What I have done in the past for this is to encode the messages as UTF-8 and separate them by 0xFF, since that byte value never occurs in UTF-8 encoding [0]. If the messages to be hashed are character strings, you have to decide on some encoding anyway in order to hash them.
[0] UTF-8 bytes always contain at least one zero bit: https://en.wikipedia.org/wiki/UTF-8#Encoding. Incidentally, if one wanted to create the UTF-8 equivalent of zero-terminated strings without reserving a character value (like NUL) as the sentinel value, one could use 0xFF for that.

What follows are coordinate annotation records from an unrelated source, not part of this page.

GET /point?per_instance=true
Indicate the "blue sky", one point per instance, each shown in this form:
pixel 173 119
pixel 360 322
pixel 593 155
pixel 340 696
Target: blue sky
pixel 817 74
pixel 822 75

I'm less sanguine than the authors about using Protobuf or CBOR for "canonical" serialization like this. I think it tends to "work until it doesn't". It's not what these formats were designed for, and you have to ask awkward questions like "is the order of struct fields guaranteed?" and "do integers always use the smallest possible representation?". This is more obvious for JSON, as the post points out, but every common serialization format I'm aware of has problems like this. I think we need a dedicated standard to do a good job of this, but I'm not aware of anything widespread. It's a surprisingly hard problem.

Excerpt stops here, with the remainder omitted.